Metabolic-scale gene activation screens identify SLCO2B1 as a heme transporter that enhances cellular iron availability

Iron is the most abundant transition metal essential for numerous cellular processes. Although most mammalian cells acquire iron through transferrin receptors, molecular players of iron utilization under iron restriction are incompletely understood. To address this, we performed metabolism-focused CRISPRa gain-of-function screens, which revealed metabolic limitations under stress conditions. Iron restriction screens identified not only expected members of iron utilization pathways but also SLCO2B1, a poorly characterized membrane carrier. SLCO2B1 expression is sufficient to increase intracellular iron, bypass the essentiality of the transferrin receptor, and enable proliferation under iron restriction. Mechanistically, SLCO2B1 mediates heme analog import in cellular assays.
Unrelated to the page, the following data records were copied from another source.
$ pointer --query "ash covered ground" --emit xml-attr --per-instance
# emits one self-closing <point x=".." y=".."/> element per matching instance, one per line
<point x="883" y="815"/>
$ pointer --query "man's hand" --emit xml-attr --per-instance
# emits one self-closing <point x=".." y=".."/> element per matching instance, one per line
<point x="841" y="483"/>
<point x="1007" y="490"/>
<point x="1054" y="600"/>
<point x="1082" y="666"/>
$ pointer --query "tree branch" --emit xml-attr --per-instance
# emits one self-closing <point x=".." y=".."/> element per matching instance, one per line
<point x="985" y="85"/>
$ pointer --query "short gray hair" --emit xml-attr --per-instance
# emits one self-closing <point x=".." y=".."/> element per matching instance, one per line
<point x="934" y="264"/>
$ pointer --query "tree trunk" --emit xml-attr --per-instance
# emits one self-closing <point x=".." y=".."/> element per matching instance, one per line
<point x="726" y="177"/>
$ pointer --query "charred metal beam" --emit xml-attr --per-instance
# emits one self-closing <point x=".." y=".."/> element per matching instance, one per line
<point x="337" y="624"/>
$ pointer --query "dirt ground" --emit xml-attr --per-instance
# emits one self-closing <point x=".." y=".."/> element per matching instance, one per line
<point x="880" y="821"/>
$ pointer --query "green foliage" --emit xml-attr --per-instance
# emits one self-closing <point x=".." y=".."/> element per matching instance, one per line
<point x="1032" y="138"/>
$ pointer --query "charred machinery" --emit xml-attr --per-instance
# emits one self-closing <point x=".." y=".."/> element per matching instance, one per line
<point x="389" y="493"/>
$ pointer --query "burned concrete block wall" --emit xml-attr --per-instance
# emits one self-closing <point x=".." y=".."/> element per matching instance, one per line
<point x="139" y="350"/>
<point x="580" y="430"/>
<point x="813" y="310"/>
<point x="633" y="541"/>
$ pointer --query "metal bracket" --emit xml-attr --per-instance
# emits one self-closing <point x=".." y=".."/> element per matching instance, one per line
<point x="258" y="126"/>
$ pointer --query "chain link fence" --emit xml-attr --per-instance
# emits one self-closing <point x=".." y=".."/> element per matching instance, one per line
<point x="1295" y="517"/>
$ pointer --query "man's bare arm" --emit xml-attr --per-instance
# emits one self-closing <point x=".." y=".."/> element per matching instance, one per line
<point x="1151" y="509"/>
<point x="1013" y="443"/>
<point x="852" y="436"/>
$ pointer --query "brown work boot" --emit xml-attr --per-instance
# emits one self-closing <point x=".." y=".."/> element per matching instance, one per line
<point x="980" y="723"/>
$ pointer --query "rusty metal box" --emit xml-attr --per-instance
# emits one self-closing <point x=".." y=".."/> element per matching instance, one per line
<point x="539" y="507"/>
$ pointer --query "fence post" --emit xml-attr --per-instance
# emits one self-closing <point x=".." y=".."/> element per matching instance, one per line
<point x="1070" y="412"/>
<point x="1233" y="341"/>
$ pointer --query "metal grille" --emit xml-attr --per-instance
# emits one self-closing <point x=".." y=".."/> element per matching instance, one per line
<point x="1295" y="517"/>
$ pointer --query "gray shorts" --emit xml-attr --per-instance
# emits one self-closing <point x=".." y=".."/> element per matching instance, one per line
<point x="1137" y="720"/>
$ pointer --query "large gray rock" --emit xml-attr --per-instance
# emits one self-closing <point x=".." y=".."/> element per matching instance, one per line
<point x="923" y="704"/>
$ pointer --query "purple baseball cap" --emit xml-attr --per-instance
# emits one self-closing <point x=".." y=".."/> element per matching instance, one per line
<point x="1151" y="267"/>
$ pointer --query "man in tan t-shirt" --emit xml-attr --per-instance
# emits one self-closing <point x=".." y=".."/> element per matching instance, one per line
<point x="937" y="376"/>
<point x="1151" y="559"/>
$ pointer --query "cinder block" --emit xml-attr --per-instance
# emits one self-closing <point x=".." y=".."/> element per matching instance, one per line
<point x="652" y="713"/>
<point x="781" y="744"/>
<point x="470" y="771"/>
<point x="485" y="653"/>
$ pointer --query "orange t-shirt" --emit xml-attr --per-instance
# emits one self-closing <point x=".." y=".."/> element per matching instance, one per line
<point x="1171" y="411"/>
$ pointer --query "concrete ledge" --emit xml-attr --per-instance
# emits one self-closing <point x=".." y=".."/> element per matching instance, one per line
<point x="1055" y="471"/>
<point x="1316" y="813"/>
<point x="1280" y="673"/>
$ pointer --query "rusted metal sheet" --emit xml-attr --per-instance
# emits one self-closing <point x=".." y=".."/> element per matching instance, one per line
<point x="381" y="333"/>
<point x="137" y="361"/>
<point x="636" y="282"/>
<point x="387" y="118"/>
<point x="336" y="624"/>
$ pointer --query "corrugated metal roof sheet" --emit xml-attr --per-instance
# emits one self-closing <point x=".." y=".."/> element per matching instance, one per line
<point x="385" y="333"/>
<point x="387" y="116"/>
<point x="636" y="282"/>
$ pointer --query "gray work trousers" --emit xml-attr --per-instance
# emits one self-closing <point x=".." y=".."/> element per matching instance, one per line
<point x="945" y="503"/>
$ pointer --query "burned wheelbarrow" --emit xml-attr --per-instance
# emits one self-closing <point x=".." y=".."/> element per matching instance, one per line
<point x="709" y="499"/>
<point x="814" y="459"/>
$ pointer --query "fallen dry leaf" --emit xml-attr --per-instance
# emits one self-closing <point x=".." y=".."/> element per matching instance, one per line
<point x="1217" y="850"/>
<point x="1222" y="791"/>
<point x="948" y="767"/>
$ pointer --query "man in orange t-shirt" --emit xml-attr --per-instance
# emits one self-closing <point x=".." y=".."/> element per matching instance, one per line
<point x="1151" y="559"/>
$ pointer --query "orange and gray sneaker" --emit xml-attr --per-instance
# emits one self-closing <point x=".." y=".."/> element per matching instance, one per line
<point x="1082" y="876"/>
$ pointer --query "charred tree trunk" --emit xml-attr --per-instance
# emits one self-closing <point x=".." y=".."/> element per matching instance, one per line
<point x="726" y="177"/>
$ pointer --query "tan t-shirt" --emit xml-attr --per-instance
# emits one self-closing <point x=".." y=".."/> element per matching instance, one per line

Heme uptake by SLCO2B1 provides sufficient iron for proliferation through heme oxygenases. Notably, SLCO2B1 is predominantly expressed in microglia in the brain, and primary Slco2b1−/− mouse microglia exhibit strong defects in heme analog import. Altogether, our work identifies SLCO2B1 as a microglia-enriched plasma membrane heme importer and provides a genetic platform to identify metabolic limitations under stress conditions. [Display omitted] •CRISPRa screens identify metabolic limitations for growth under stress conditions•Expression of SLCO2B1 confers resistance to iron limitation•SLCO2B1-mediated heme uptake increases iron availability via heme oxygenase•SLCO2B1 is required for heme analog import in primary microglia Unlu et al. perform metabolic-scale CRISPRa screens to reveal metabolic limitations under stress conditions. Focusing on iron restriction, they identify SLCO2B1 as a plasma membrane heme carrier that increases cellular iron availability independently of TFRC. SLCO2B1 is enriched in microglia in the brain and required for heme analog import.